Рассказ не состоящего больше во жлобах

Звездов много, молонья сверкуляет — сколь неизреченны чудеса натуры! В городах — машины, сияющие ночью улицы, умные, вразумительные люди, вкусные вещества и прочее. А в полях — география, звездный свет, тихий ход рек, дыхание почвы, речь пахаря с встающим солнцем.

Миллиарды лет жили до меня мои предки — неглупые старики.

Их жизнь и работа запечатлелись в голове моей. Я — живой памятник своих предков и их завет и надежда. И то в этой голове, которая делалась миллионы веков, не хватает силы узреть весь мир, уложить его в сердце и сделать лучшим, чем он есть.

Имеем лишь слово — инструмент нежный, и из слов сплетаем и перекидываем тростниковые мосты меж своими живыми душами.

Хорошо в мире, без сомнения. Обжился я, притерпелся, а давно ли ставить ноги прямо вкрутую не мог, а полз корягой, верил всему, что видимо и невидимо.

И все таковые же были из нашей Тарараевки — невидный, обглоданный народ, не помнящий, как называется их уездный город или другой какой правительственный пункт.

Помню, в Красную Армию нас забрали. Приехали в Москву. Измордовались наши ребята в дороге. Слезли и очумели — ну, теперь мы пропали.

Кто что спросит, а мы:

— А? Што? А?

— Откуда, земляки?

— А? Што?

Стоят дома, несоразмерные с человеком. Идет человек, крутит тростью и лопочет неведомо что. Играет где-то жалостная музыка. Жутко и чудно нам. Далеко остались матери и сестры — жалко их стало, зря дома не любили их как следует.

Привели нас в казарму. Дом большой и построен из прочного кирпича — несгораемое помещение. Стоит уж, говорят, который год.

И тут чепуха с нами пошла. Старые красноармейцы смеются над нами:

— Пропали, — говорят, — теперь вы, товарищи. Лучше загодя проси у товарища Троцкого отпуска на побывку — вот он в клубе, ступай.
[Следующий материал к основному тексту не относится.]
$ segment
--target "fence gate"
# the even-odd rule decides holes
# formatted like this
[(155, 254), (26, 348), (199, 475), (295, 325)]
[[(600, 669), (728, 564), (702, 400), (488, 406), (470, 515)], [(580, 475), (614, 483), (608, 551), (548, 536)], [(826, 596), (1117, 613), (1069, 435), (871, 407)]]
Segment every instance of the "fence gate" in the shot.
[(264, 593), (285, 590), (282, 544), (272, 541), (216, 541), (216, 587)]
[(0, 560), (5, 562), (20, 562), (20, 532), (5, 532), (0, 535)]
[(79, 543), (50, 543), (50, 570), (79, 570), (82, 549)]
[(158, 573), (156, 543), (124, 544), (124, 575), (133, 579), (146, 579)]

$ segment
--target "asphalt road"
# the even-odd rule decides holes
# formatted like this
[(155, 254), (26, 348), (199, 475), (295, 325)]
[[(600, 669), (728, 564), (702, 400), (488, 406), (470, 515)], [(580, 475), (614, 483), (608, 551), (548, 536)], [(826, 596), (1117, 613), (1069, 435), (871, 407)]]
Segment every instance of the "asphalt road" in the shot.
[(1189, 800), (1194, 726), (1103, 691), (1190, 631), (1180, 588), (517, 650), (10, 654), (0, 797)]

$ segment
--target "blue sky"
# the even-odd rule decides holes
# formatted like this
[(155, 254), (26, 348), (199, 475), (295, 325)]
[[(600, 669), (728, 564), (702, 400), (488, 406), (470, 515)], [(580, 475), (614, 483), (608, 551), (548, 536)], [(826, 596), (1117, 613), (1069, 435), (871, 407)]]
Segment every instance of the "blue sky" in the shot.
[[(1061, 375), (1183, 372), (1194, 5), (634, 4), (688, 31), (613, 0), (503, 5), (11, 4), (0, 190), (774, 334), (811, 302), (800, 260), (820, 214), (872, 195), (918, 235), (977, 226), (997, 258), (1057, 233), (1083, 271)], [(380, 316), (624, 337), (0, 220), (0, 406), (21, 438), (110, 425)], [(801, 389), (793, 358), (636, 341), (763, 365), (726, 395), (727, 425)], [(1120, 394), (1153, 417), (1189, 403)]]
Пришли мы, человека три, в клуб.

— Вон, — показывают, — товарищ Троцкий.

— Дак то ж видимость одна, — говорим мы,— партрет.

— Нет, — отвечают,— это не видимость, это у буржуев видимость и обман один, а у нас, у пролетариев, — правда и живая личность. Проси отпуска.

Мы разом:

— Товарищ Троцкий, дозвольте домой на деревню к отцу-матери на побывку, в скорости возвратимся, а теперча надобно домой...

А товарищ Троцкий отвечает басом:

— Что ж вы, товарищи, аль дезертировать захотели, не успели приехать — уж побывку вам.

— Да мы, товарищ Троцкий, не привыкши еще и по дому соскучились...

— Ну, ступай, несознательный элемент, да живее оборачивайся, стало быть. Не распускайся в дороге: мажь сапоги, пуговицы пришивай, не будь рохлей, ты ведь будущий красный воин.

— Покорно благодарим. Уж будьте покойны.

Собрались мы и уехали. Командир наш дал нам по тыще даже: ат товарища, говорит, Троцкого — на харчи и табак, теперь вали смело. Такого уважительного товарища, должно, на свете еще не было.

Ну а через месяц нас троих же, четвертый на поезд не сел, взяли в волость как дезертиров. Тут-то я до всего дознался: вспомнил, как похохатывал командир, когда давал нам по тыще, как у товарища Троцкого губы не шевелились при разговоре. Не живая личность, а живая картина была в клубе, и за картиной сидел и рычал командир наш.

Ну, ничего. Приехавши в Москву мы окончательно определились на красноармейскую службу. Сажать нас не посадили, а посмеялись и сказали:

— Дураки вы, товарищи, надо ликвидировать вашу безграмотность и пройти с вами политграмоту. Вали каждый на свое место — думай больше и гляди глазами.

Ничего себе настало время — люди все ласковые и свои.

А через месяц я все-таки женился, не потому что надобность особая была, а давали мануфактуры, самовар, койку большую, скатерти, посуду всякую, обмеблирование и прочий семейный причиндал.

И отправил я супругу со всем казенным имуществом к родне — и радость, и помощь. Теперь я понимаю политику и во жлобах не состою.